The online workshop of Ali Yun University is launched, with detailed principles and practical exercises, so that you can truly master cloud computing and big data skills.

One of the first courses to go online is a Python crawler course by wei Wei, author of the bestselling “Mastering Python Web Crawlers”, which takes you from beginner to master in two months.

What is the use of a reptile?

If you’re looking for a job and want to know which positions are hot right now, check out the job listings on job boards.


The distribution of World Cup fans can be analyzed by analyzing the jersey sales of each team on Taobao, or some data from relevant forums or post bars.
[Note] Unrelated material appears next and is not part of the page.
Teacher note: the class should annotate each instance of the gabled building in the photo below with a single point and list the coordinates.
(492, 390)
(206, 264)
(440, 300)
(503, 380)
If you want to know the field of concern of zhihu gods, you can crawl and analyze their answers;


Data analysis can only be done with data, and the Internet provides you with massive data sources, depending on whether you have access to these data. Python is the best choice for crawlers. Basic crawlers can be implemented in just a few lines of code, making it easy to learn and get a greater sense of accomplishment.
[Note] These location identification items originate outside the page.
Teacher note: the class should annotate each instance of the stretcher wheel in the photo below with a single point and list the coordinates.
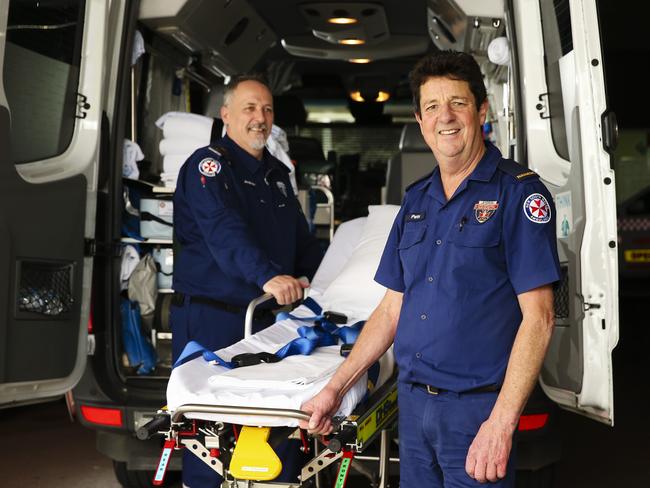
(129, 478)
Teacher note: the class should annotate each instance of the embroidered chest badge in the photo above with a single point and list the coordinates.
(209, 167)
(537, 209)
(484, 209)
(282, 187)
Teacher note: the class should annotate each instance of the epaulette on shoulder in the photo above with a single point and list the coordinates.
(512, 168)
(420, 180)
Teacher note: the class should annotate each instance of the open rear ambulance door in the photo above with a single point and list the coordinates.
(51, 55)
(569, 135)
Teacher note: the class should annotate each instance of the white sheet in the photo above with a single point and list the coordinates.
(286, 384)
(290, 382)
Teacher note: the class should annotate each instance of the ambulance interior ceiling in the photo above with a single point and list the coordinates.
(301, 51)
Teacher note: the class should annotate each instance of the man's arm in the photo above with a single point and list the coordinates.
(488, 455)
(375, 339)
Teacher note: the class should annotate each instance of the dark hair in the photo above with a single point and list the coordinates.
(237, 79)
(455, 65)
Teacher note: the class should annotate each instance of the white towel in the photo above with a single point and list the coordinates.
(180, 145)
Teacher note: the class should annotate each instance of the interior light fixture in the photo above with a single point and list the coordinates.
(342, 20)
(351, 42)
(356, 96)
(382, 96)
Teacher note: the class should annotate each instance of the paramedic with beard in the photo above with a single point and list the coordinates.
(468, 268)
(241, 233)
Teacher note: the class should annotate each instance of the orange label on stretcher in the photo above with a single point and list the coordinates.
(378, 418)
(637, 256)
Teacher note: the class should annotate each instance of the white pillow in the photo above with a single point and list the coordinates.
(345, 239)
(354, 291)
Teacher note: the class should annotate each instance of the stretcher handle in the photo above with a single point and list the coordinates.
(236, 410)
(250, 310)
(158, 423)
(248, 323)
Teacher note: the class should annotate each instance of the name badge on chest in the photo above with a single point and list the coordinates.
(484, 209)
(415, 217)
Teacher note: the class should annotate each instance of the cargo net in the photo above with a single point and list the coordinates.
(45, 288)
(561, 295)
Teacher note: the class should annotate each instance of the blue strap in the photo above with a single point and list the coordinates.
(323, 334)
(194, 347)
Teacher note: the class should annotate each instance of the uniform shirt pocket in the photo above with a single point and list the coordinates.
(477, 235)
(409, 248)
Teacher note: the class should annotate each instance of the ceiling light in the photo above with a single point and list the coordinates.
(382, 96)
(356, 96)
(342, 20)
(351, 42)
Crawlers are one of the best ways to get started with Python. They are also the foundation for big data analysis and machine learning. After mastering basic crawlers, you will be much more comfortable with other Python skills.
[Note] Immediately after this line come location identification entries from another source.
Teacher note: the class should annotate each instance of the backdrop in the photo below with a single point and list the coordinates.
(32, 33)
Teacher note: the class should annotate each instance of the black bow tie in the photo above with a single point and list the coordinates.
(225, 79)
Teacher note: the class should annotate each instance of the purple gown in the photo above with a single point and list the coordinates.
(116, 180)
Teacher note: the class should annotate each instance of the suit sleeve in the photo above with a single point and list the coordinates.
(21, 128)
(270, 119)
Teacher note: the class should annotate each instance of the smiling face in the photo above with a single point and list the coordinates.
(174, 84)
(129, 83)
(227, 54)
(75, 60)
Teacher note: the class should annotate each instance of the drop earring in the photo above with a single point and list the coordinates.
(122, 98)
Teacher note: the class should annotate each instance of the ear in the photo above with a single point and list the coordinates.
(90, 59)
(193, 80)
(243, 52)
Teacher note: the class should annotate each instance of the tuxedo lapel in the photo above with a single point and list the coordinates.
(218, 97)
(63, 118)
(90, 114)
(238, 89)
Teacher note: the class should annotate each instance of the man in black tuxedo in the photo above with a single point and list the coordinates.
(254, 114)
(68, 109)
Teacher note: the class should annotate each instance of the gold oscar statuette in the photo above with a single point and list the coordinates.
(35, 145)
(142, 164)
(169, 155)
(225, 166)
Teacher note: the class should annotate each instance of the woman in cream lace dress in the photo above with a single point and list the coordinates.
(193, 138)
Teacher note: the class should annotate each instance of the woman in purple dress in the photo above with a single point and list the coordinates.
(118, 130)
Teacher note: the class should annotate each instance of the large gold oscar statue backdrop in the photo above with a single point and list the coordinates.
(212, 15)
How to master crawler technology

So how do you learn Python crawlers? We’ve mapped out a learning path for you. In the advanced section, you will learn anti-crawler techniques, how to bypass anti-crawlers, and how to write distributed crawlers to improve data crawling efficiency.

Stage 1: crawler introduction and framework learning

Regular expressions are an essential tool for Python crawlers to filter text or match it according to rules. Urllib, Requests, and Scrapy are three of the most popular Python crawler libraries and frameworks.

Lesson 1:
Introduction to the Python web crawler and expression basics


Lesson 2:
A crawler based on the Python Urllib library


Lesson 3:
Network crawler Packet Capture Analysis Technology


Class 4:
Compiling crawler projects based on Python Requests library


课时5: preparation of crawler project based on Scrapy framework

Stage 2: Project practice

Synthesize the knowledge learned in front, climb the data of the following websites, analyze and solve the difficult problems encountered in the process of climb in the actual combat of the project.

Lesson 6:
Recruitment website information crawler project development practice


Lesson 7:
Taobao commodity information crawler project development combat


课时8: zhihu information crawler project development practice (2018-08-22 19:30)

Stage 3: Advanced applications

Anti-crawler technology is applied in some websites, which makes it impossible to crawl data. Advanced applications will introduce some common anti-crawler methods and conquering methods.

If a large amount of data is crawled, the capability of single crawler is limited. We will also explain how to write clustered distributed crawler to improve the efficiency of data acquisition.

Lesson 9:
Common anti-crawling Strategies and Conquering methods of reptiles


Class 10: Distributed crawler writing practice (Class starts at 19:30 on September 5, 2018)

Experts answer questions online and master Python crawlers

Join the Python Crawler Exchange group (21723932) to learn how to communicate crawlers and learn how to use them in two months.